A retrospective study published May 6th in the Journal of Medical Internet Research, had two neuroradiologists reading 120 recent consecutive nonconrast CT (NCCT) brain scans, plus 70 CT angiograms (CTA) head scans from the Calgary Stroke Program database. One reader used a diagnostic workstation, the other used an iPhone or iPod Touch (iOS device). Readers looked at NCCT scans for early signs of infarction, including early parenchymal ischemic changes and dense vessel sign, excluding acute intraparenchymal hemorrhage and stroke mimics. They evaluated CTA scans for any intracranial vessel occlusion, then compared the diagnoses from both platforms.
Researchers found that the sensitivity and specificity of detecting intraparenchymal hemorrhage were 100 percent for the iOS device. As for the sensitivity, specificity and accuracy of detecting acute parenchymal ischemic change, those figures were 94.1 percent, 100 percent and 98.09 percent respectively for the first reader, and 97.05 percent, 100 percent and 99.04 percent for the second reader. In detecting vessel occlusion on CTA, the sensitivity, specificity, and accuracy were 94.4 percent, 100 percent and 98.46 percent for both readers. There was also no significant difference in the amount of time it took them to read the images on the iOS compared to the workstation.

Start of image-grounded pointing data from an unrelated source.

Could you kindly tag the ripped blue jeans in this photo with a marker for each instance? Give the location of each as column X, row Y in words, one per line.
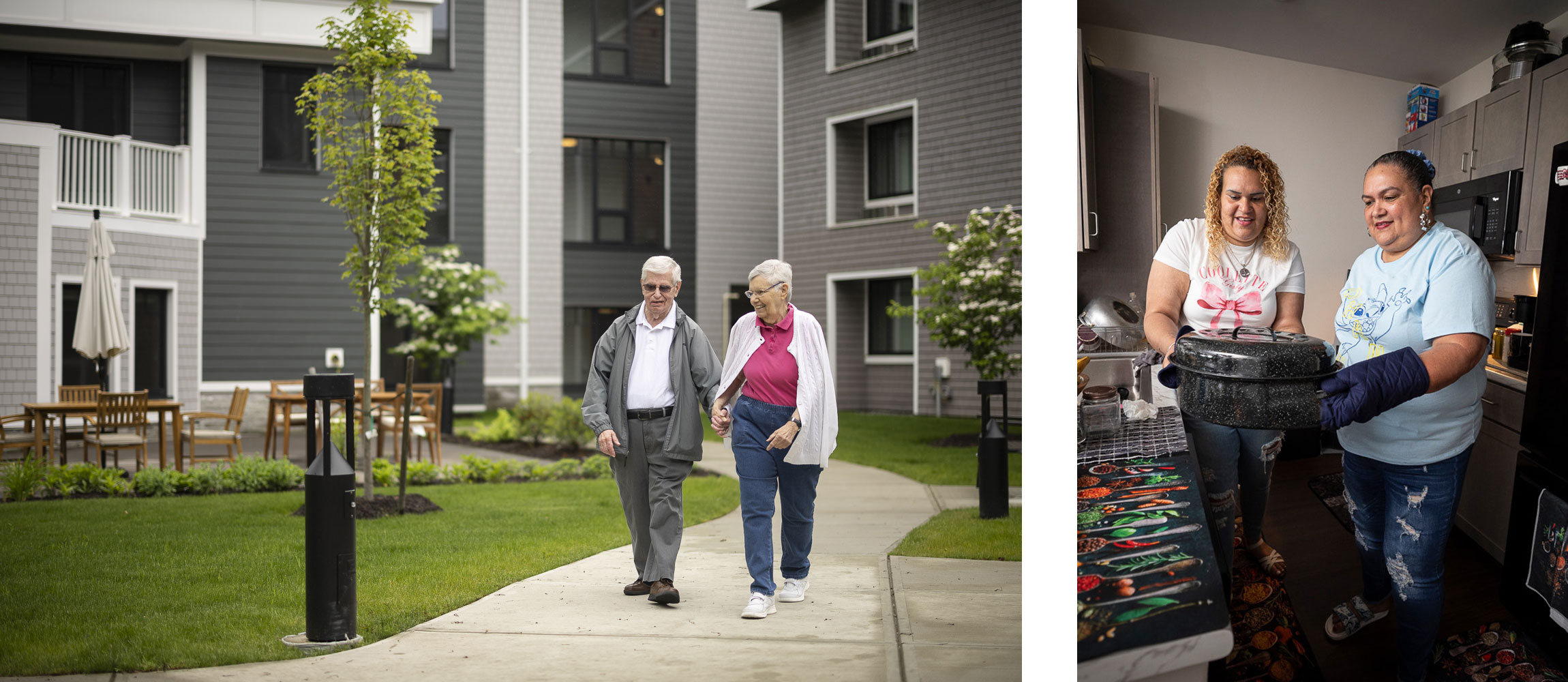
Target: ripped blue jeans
column 1236, row 466
column 1402, row 518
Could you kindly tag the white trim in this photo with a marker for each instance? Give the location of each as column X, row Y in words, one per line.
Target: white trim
column 913, row 106
column 526, row 226
column 173, row 340
column 833, row 318
column 198, row 187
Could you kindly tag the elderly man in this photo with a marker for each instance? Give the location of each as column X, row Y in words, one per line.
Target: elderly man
column 652, row 376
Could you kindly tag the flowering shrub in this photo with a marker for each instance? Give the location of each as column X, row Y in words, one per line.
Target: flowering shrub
column 974, row 301
column 452, row 311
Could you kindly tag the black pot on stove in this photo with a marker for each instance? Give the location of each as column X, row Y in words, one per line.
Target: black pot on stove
column 1253, row 376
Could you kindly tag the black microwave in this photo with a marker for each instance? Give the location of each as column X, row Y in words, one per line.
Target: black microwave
column 1487, row 209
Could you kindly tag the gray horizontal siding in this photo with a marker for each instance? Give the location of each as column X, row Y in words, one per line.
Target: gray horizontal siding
column 275, row 291
column 969, row 124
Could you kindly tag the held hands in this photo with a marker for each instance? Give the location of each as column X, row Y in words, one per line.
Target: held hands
column 609, row 441
column 1372, row 386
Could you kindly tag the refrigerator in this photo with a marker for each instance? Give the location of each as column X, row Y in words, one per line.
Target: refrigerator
column 1535, row 560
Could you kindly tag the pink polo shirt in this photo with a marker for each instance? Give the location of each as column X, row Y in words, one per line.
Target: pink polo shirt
column 772, row 372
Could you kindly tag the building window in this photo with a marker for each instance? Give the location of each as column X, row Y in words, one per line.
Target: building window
column 93, row 98
column 438, row 224
column 621, row 40
column 874, row 171
column 581, row 331
column 615, row 192
column 440, row 38
column 286, row 143
column 888, row 19
column 885, row 334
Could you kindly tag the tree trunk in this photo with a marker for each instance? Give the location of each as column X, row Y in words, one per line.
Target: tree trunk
column 364, row 403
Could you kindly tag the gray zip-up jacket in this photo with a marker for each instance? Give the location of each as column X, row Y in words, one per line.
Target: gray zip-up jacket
column 693, row 375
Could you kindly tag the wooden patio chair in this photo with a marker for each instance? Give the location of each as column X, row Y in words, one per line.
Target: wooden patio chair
column 424, row 421
column 16, row 432
column 229, row 434
column 117, row 411
column 74, row 427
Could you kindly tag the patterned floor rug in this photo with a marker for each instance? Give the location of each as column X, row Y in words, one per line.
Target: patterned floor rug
column 1330, row 490
column 1496, row 651
column 1269, row 643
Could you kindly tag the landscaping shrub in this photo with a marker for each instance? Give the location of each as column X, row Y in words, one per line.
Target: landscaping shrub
column 598, row 466
column 22, row 479
column 500, row 428
column 154, row 481
column 201, row 480
column 567, row 426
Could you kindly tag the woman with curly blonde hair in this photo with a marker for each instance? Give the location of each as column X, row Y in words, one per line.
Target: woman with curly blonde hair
column 1231, row 269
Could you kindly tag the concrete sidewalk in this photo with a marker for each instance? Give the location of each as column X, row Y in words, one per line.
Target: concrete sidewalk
column 866, row 617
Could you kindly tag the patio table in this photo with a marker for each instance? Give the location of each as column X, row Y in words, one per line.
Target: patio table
column 41, row 411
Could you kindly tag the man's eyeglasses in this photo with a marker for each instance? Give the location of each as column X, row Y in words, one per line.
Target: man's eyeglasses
column 766, row 291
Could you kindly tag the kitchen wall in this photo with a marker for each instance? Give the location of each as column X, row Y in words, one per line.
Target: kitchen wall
column 1465, row 88
column 1323, row 126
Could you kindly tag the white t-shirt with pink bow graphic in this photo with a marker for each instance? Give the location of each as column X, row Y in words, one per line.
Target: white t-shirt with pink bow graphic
column 1219, row 297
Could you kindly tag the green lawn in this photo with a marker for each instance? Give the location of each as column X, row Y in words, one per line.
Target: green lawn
column 901, row 444
column 184, row 582
column 963, row 533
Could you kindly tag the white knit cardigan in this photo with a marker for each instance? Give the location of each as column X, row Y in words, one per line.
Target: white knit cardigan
column 814, row 392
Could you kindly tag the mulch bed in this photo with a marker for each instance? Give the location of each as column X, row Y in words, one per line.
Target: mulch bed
column 377, row 507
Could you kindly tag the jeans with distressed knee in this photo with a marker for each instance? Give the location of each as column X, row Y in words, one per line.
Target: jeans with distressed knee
column 1402, row 518
column 1236, row 466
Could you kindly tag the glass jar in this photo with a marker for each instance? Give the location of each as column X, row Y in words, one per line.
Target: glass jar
column 1101, row 411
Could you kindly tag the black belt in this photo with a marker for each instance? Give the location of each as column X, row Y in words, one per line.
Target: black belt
column 654, row 413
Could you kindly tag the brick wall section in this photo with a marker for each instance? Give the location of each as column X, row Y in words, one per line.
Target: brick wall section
column 18, row 276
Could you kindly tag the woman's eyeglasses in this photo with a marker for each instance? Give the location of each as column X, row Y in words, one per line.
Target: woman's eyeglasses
column 766, row 291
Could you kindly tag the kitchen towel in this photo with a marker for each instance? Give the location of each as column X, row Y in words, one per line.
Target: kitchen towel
column 1550, row 555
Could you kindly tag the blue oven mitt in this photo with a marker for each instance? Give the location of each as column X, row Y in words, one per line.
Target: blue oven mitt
column 1170, row 375
column 1371, row 387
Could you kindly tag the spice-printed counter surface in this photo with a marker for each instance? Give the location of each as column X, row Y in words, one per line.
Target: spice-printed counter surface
column 1148, row 587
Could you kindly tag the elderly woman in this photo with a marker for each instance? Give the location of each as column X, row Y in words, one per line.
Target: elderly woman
column 785, row 426
column 1413, row 325
column 1235, row 267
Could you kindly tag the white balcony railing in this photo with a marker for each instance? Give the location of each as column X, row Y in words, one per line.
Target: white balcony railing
column 124, row 176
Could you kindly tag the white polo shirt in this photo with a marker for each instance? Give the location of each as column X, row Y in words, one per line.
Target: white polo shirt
column 648, row 383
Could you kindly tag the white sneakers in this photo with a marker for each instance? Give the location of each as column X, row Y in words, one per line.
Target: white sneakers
column 794, row 590
column 759, row 606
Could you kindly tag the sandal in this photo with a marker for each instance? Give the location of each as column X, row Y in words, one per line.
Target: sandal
column 1354, row 615
column 1272, row 563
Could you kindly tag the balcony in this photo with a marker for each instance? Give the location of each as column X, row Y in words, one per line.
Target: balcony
column 123, row 176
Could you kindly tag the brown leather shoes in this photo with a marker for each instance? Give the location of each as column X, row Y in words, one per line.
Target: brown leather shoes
column 664, row 591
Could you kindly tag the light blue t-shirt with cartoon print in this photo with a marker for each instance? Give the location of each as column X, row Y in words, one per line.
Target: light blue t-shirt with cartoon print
column 1441, row 286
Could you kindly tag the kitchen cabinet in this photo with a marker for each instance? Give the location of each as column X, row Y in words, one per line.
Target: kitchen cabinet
column 1125, row 142
column 1089, row 220
column 1546, row 128
column 1482, row 512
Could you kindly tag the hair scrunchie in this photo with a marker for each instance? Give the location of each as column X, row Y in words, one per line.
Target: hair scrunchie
column 1423, row 158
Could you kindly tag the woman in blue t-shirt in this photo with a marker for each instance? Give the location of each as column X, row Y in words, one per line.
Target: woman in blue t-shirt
column 1413, row 327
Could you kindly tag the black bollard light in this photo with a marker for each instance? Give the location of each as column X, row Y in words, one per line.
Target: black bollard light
column 330, row 598
column 991, row 475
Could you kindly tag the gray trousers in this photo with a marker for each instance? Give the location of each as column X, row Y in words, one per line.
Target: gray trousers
column 650, row 486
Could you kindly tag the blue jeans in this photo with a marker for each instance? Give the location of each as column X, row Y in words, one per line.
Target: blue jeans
column 1235, row 462
column 764, row 473
column 1402, row 518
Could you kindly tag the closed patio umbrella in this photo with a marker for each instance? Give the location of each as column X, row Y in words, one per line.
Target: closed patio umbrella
column 101, row 328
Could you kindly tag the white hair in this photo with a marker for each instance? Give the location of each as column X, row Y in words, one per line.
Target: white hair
column 775, row 271
column 659, row 265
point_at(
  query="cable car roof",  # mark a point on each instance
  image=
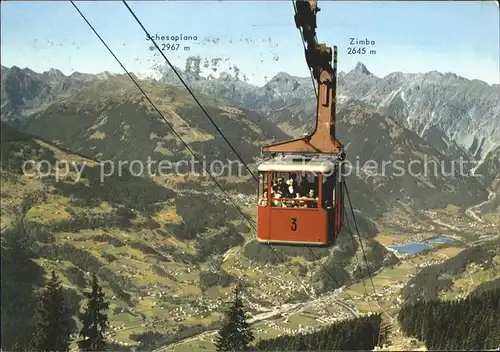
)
(290, 163)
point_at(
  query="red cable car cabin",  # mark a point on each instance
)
(314, 214)
(300, 203)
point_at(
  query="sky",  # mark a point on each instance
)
(259, 37)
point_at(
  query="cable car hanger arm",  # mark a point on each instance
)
(319, 58)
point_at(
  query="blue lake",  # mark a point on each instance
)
(411, 247)
(442, 240)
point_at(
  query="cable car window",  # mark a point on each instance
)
(294, 190)
(263, 193)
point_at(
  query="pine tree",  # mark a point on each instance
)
(94, 320)
(54, 324)
(235, 334)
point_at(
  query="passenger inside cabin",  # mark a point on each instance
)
(292, 186)
(263, 199)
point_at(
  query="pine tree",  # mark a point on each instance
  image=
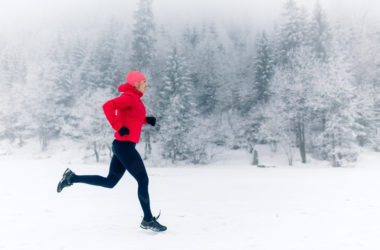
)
(178, 107)
(263, 69)
(320, 33)
(143, 50)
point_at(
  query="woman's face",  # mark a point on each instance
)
(141, 86)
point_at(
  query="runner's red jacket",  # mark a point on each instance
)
(130, 112)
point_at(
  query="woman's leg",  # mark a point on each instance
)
(115, 173)
(131, 159)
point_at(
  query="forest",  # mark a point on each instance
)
(308, 85)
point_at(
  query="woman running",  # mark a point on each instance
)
(127, 122)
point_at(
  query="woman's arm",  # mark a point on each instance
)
(111, 106)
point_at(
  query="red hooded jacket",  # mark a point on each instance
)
(130, 112)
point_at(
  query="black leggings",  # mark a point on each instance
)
(125, 157)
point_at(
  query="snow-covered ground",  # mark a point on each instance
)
(225, 205)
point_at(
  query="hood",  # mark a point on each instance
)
(126, 87)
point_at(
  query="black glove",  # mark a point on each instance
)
(123, 131)
(151, 120)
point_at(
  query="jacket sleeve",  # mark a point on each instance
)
(111, 106)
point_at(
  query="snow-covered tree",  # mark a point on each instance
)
(177, 101)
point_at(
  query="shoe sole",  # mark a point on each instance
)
(146, 228)
(61, 181)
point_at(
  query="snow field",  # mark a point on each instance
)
(214, 207)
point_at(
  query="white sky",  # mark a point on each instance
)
(32, 15)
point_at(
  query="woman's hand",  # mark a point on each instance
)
(151, 120)
(123, 131)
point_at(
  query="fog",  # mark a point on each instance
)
(23, 16)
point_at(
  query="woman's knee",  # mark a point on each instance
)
(143, 180)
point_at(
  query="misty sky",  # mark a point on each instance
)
(33, 15)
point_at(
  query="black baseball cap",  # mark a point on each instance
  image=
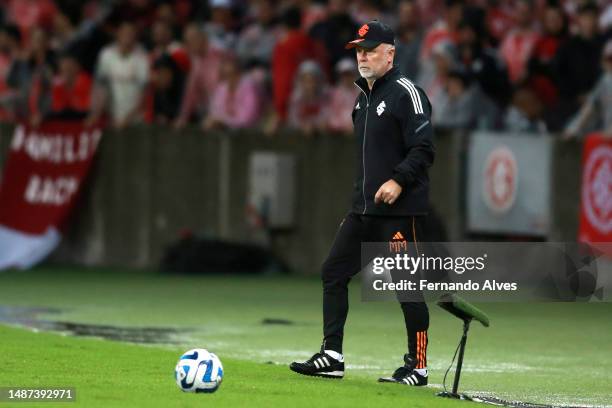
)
(371, 34)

The iOS application can view both 2-D and 3-D images, and can be manipulated by the user, with results in seconds. No patient data is stored on the iOS device, rather it’s stored on a remote, secure server. This study was designed by Mayank Goyal, MD, of the Hotchkiss Brain Institute (HBI), and the iPhone software technology was originally developed by Ross Mitchell, PhD, and others at HBI. It was then enhanced and commercialized by Calgary Scientific Inc.
The app is ResolutionMD Mobile, which can also be used on Android smart-phones and iPads, as well as web-based browsers. The computing work is done on a server, then streaming the images to the smart-phone in real time. Health Canada approved the app in April 2010, so doctors there can make primary diagnoses using it. It’s since reportedly been licensed to medical imaging companies and 50,000 hospitals, so doctors should have access to it within the next two years.